As evangelicals emerge as a politically strong constituency, what should influence their political priorities?
Guilherme De Carvalho: Above all, a solid Christian social doctrine based on the Bible and in dialogue with the theological tradition. Topics such as the biblical creational order, including its elevated view of the human person, family, and work, need to be understood and contextualized for today’s culture. Christians should grapple with several questions: the nature of political authority, the political meaning of the Exodus, the social ethics of Torah, the biblical prophetism and the economy of grace in the New Testament. These issues should structure our agendas.
Unfortunately, evangelicals have not proactively set a biblical agenda. Instead, in the desperation for relevance, we haven’t acted in a principled way and have become religious mirrors to the secular political debate.
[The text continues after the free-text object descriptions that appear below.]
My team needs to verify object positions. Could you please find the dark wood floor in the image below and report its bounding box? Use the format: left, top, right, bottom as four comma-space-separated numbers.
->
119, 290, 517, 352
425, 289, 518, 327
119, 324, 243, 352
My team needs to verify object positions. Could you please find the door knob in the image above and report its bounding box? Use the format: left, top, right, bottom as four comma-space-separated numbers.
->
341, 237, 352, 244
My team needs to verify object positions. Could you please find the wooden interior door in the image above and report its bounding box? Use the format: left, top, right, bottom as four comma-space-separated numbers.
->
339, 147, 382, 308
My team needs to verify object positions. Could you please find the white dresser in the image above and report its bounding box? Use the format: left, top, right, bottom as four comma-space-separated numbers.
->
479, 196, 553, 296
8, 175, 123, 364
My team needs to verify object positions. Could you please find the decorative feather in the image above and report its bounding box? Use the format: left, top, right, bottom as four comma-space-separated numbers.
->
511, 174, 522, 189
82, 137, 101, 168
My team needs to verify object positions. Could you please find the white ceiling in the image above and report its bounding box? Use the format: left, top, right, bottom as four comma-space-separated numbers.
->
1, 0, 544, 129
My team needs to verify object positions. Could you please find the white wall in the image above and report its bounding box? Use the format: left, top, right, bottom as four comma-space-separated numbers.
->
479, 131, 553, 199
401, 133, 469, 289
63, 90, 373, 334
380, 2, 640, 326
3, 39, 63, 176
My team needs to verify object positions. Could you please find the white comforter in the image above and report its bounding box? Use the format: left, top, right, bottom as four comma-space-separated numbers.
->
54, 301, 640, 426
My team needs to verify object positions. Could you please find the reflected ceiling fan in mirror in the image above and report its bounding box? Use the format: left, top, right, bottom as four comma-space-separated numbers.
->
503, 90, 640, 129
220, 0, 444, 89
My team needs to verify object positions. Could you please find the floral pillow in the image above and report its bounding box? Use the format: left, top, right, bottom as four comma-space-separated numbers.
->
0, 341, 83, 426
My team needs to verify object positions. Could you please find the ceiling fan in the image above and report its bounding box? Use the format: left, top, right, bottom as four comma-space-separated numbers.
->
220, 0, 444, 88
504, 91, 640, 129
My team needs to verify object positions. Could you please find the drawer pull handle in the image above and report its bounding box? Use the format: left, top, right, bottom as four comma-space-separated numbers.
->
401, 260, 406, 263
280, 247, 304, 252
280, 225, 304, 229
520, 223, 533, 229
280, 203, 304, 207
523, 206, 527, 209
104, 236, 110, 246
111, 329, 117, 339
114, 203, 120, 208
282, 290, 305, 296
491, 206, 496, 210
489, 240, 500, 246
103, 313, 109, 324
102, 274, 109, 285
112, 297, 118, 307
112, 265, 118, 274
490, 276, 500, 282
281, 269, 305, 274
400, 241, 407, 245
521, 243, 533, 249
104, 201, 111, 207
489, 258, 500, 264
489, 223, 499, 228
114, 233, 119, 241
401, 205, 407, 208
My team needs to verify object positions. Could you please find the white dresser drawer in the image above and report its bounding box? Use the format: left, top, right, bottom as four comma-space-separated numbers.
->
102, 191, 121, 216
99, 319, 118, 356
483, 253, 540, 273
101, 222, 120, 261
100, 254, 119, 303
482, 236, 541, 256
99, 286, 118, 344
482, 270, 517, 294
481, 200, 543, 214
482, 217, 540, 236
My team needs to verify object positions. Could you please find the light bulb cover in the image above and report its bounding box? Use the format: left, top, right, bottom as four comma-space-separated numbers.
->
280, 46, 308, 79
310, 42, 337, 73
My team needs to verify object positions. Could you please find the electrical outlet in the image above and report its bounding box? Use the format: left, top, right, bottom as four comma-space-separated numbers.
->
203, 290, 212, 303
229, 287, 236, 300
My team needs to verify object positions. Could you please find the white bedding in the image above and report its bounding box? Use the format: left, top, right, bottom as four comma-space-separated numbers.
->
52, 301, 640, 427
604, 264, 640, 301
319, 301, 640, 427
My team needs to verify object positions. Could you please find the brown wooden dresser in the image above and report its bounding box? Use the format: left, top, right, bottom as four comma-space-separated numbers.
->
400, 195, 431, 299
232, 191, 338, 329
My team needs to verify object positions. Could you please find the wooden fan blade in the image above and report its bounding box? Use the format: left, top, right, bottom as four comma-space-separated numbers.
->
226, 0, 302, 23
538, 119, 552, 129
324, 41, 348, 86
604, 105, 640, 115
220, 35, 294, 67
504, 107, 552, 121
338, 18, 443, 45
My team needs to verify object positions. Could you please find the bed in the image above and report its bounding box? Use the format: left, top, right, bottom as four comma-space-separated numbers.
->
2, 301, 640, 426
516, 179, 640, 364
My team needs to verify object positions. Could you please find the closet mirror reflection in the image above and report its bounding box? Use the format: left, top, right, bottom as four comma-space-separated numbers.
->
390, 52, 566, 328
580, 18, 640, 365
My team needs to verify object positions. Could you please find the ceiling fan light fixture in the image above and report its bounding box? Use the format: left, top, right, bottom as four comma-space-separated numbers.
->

I don’t see a problem with evangelicals electing people who represent their worldview—that’s part of democracy. But I believe that they should prioritize candidates with a vision focused on the “common good,” not just on the protection of their own group. A “Christian” policy that only thinks about how to protect the interests of the Christian community would be the very denial of the Christian mission.
Iza Vicente: It’s not a simple question, because evangelicals can have different positions on the complexity of issues that are in the public arena. Despite this, I believe that defending religious freedom, along with strengthening democratic institutions and protecting the vulnerable, should be priorities of any evangelical in politics.
Ziel Machado: A commitment to the justice and to the ethics of the kingdom of God as expressed in the Sermon on the Mount, especially in the Beatitudes. Furthermore, a hopeful realism that recognizes the reality of sin in history but also knows the power of love, the work of redemption, and the expectations of a new heaven and a new earth.
Jacira Monteiro: Social well-being and shalom (harmonious peace). Evangelicals must have, as God has, a special concern for justice and actions that benefit the most vulnerable. Evangelicals should especially be concerned about those that no one in the other spectra of society cares about.
Ricardo Barbosa: Commitment to the common good. It is not about the private good of each one but about what is common to all, such as education, health, safety, work, housing, food, or the environment. Some issues have become far more politically prominent in recent decades, especially those of a moral nature, like gender ideology, drugs, abortion, family.